Dia de festa em Chamula


Devo chamá-los de índios? A exuberância de cores nas roupas das mulheres não chega a esconder a resignação

OS BANCOS foram removidos, e o chão recoberto por folhas, onde as pessoas vêm sentar-se. As imagens dos santos se mantiveram intactas nos seus nichos (Sebastião crivado de flechas, Antônio de coroinha na cabeça, Francisco de pés descalços...), mas voltaram a ser apenas imagens, dublês extraviados da fé cristã para outros fins. Lá fora a igreja domina a praça, com bandeirinhas coloridas que dão a impressão de uma festa junina. É dia de feira, e uma multidão de moradores dos vários "pueblos" vizinhos vem para Chamula comprar e vender produtos (roupas, animais, alimentos). A feira se espalha pela praça e avança sobre o cemitério logo ao lado, que não tem muro de separação: é apenas um piso de terra e relva polvilhado de cruzes.
As mesmas cruzes que, no interior da igreja, são signos abstratos, aludindo a outra coisa que não mais o calvário de Cristo.
Impossível apagar da cabeça a imagem dos homens bêbados caídos à beira da estrada na entrada do vilarejo: um, dois, dez, 20, como se fossem troncos cortados. De manhã, mas já com o sol alto, saudando ao revés os visitantes, na ausência de uma placa de "bienvenidos a San Juan Chamula". Devo chamá-los de índios? A exuberância de cores nas roupas das mulheres mais o fino trançado dos cabelos não chegam a esconder os pés descalços, a resignação atávica, o sorriso triste de "fria prata" (como diria algum poema de García Lorca).
Dentro, a fumaça do turíbulo preenche o espaço da igreja, como numa missa tradicional, mas um coro de choro de crianças substitui a reza. Quase todas as famílias trazem crianças pequenas ou de colo, e se aglomeram de cócoras, como que em procissão, esperando serem atendidas pelos curandeiros sentados no fundo da nave.
Mas trazem também uma outra coisa, uma oferenda estranha de tão familiar: garrafas e mais garrafas de Coca-Cola que, esvaziadas no ritual de cura, se acumulam empilhadas no altar, formando um mosaico estarrecedor, cristalino e instável como um castelo de cartas.

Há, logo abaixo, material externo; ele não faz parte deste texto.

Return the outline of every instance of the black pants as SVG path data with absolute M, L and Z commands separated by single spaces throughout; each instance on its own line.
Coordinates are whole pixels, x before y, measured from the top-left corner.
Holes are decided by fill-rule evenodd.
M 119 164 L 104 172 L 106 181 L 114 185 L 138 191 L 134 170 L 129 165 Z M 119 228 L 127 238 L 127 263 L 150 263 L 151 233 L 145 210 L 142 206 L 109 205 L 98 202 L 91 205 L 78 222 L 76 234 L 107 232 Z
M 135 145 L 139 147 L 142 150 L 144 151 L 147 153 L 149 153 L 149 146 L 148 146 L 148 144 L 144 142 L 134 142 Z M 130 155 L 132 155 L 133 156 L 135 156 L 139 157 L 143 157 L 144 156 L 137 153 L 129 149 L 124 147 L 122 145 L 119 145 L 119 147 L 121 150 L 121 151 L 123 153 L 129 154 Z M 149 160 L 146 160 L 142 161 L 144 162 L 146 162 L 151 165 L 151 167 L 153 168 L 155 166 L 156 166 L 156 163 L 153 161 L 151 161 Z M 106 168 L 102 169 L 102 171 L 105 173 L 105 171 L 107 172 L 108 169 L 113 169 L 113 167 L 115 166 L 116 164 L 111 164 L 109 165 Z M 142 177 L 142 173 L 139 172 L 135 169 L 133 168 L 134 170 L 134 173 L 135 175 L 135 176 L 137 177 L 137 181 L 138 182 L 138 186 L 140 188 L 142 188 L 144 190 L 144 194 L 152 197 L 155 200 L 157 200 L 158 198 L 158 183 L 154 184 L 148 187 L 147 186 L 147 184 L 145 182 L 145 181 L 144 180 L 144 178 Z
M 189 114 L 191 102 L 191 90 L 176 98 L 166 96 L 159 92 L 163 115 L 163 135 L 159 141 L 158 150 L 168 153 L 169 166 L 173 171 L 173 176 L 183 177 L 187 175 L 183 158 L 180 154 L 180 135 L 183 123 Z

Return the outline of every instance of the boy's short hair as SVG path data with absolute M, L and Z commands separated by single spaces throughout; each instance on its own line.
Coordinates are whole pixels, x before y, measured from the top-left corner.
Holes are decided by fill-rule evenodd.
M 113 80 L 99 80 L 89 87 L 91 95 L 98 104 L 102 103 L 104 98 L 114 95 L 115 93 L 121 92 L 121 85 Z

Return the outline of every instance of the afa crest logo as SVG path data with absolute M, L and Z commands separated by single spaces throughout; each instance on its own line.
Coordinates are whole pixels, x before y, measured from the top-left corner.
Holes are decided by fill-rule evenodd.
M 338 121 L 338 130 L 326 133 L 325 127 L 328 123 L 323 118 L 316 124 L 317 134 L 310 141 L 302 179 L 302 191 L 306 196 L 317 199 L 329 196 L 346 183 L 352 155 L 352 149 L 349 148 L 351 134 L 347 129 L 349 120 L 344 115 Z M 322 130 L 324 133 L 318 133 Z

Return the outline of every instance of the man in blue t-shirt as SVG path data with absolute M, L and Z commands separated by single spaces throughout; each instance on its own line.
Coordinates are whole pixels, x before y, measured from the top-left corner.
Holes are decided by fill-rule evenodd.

Logo, um turista sensato me explica que o ritual só se completa com o arroto da criança, daí a qualidade balsâmica do refrigerante.
Já o padre, constrangido na entrada da igreja, não explica nada. Saio aturdido da "casa de Deus", mas atino, em meio à confusão da feira, entre bandeirinhas de papel, para outdoors vermelhos emoldurando a praça, com a onda da Coca-Cola e a palavra "Disfruta".
Me lembrei dessa manhã vivida no México alguns anos atrás a propósito da recente visita do Papa a São Paulo, empenhado em recuperar valores morais dogmáticos de modo a imprimir um "padrão Vaticano" (casto, conservador e assistencialista) a um mundo em transformação. Teme, provavelmente, transformar-se no padre missionário de Chamula.
Enquanto isso, ensaiamos abraçar em tom de deboche a campanha para a eleição de um monumento brasileiro entre as sete novas maravilhas do mundo. "Vote no Cristo", diz o slogan, que parece de propaganda política, com o redentor acompanhado da arvorezinha do Bradesco. E completa: "Ele é uma maravilha!".